Arya opina en se blottissant contre sa soeur:

-On peut se tromper et être cruelle, et briser le coeur d'un garçon qui est mort par notre faute !

Arya éclata en sanglots alors que Sansa retenait les siens.

-Arya cela n'a rien avoir avec toi, Gendry et toi n'étiez peut-être pas faits pour être ensemble, tu as le droit de changer d'avis.

-Sauf qu'il est mort, balbutia la benjamine.

-Si c'est sa mort qui te donne envie de changer d'avis, c'est compréhensible mais ce n'est pas une bonne raison.

-Alors pourquoi laisses-tu croire à Tyrion que tu comtes épouser Lord Manderly ou un autre de ces types, si c'est lui que tu veux pour rejoindre notre famille ? intérogea Arya.

Sansa n'en revenait pas:

-Parce que tu crois que c'est ce qu'il croit?

-Il en est sûr, assura Arya d'un ton lugubre.

-Comme dirait Faérie, c'est un véritable massacre, mimica Sansa.

Les deux soeurs restèrent ensuite un moment qui sembla s'étirer hors du temps en silence, au pied d'une statue qui n'évoquait à leurs yeux qu'une pâle et morbide copie de leur père, leur deux silhouettes se fondant dans la pénombre ambiante en un bloc compact de tristesse et de nouvelle détermination.

Ce soir-là au banquet qui fêtait leur retour le jeune lord Manderly, ainsi que le fils du lord Reynard, et lord Hardstock, lui demandèrent successivement sa main, en une démonstration d'ardeur et de grandiloquence qui aurait peut-être pu lui paraître comique s'ils ne s'adressaient pas à elle, elle prit une inspiration et se leva ce qui établit le silence dans la salle:

-Pour que les choses soient dites clairement messires, je suis honorée de vos propositions mais je ne vais pas épouser l'un d'entre vous. Ne le prenez pas comme une insulte à vos maisons, j'estime simplement qu'il est temps pour le Nord d'accepter que le mariage n'est pas qu'une alliance politique... ne devrait pas l'être en tout cas.
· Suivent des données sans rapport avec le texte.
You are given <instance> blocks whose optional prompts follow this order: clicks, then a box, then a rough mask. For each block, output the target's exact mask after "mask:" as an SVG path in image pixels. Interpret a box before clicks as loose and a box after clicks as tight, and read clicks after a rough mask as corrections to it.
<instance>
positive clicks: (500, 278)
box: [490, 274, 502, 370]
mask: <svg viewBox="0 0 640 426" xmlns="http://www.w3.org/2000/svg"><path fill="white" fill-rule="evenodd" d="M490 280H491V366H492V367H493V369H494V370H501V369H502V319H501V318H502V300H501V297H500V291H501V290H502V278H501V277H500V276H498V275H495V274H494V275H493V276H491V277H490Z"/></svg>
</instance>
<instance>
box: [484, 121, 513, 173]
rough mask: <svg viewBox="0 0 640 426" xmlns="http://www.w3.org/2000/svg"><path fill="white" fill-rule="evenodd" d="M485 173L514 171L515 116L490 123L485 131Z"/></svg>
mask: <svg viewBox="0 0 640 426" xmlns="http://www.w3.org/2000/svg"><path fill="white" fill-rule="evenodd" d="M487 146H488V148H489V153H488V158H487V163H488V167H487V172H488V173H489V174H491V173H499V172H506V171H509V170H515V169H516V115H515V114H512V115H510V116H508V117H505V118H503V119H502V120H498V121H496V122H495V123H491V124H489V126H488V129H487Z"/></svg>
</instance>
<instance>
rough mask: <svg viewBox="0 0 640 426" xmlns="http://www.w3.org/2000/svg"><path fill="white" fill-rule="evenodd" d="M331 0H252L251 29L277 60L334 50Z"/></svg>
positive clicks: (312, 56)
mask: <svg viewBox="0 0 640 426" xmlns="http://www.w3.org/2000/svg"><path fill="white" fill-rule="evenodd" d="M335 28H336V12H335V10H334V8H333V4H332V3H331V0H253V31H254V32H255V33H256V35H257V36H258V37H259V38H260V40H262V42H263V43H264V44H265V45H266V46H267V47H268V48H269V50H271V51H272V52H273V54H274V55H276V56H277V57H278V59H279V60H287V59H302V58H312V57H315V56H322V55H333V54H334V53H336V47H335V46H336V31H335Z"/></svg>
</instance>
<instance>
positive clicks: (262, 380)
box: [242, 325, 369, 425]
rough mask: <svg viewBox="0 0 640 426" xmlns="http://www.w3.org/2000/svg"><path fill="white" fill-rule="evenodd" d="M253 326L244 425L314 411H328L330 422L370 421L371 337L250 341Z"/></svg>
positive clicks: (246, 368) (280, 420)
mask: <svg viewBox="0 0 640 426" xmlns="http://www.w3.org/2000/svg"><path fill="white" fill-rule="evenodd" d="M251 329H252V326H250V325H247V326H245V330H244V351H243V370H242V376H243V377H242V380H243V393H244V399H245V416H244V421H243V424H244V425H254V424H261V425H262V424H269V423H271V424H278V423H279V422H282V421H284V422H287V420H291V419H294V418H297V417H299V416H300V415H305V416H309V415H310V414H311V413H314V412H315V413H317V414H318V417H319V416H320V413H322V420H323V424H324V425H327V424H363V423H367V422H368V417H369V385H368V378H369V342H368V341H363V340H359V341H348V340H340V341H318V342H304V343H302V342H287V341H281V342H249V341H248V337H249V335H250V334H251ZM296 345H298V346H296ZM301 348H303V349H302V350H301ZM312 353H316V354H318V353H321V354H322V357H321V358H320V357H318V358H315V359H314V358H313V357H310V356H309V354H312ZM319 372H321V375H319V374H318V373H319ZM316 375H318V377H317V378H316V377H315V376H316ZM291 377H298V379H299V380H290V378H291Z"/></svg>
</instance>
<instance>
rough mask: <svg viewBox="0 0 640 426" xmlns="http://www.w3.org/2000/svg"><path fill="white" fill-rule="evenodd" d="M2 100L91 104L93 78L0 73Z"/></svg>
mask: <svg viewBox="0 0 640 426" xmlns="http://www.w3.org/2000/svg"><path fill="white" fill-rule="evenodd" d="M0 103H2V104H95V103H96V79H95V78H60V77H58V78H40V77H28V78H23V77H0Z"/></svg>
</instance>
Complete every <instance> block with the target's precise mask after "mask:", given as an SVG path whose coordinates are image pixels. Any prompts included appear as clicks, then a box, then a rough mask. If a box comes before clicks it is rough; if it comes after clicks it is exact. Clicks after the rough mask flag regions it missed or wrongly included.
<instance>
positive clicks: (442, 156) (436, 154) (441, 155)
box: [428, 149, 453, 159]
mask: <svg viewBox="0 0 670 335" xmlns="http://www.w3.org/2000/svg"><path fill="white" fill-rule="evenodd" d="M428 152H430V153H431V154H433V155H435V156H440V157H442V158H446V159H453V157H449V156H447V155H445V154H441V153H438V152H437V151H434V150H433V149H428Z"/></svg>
J'ai conscience que c'est le cas souvent, et je conçois même qu'en tant que gardienne du nord, j'ai le devoir de faire tout ce qui est en mon pouvoir pour que le Nord prospère. Cependant, comme chacun d'entre vous, j'ai le droit au libre arbitre. Vos fils, vos enfants, vous-même, ne devriez pas être obligé de m'épouser, moi ou quiconque pour le soi-disant prestige de votre famille... si vous voulez le faire entre vous, je ne peux vous en empêcher pour l'heure,, mais ce n'est plus pour moi.

Sansa s'arrêta un bref instant pour reprendre son souffle, alors qu'une foule majoritairement constituée d'hommes la scrutait, certains l'air franchement couroucés, d'autre attentifs, et quelques-uns lui souriaient chaleureusement.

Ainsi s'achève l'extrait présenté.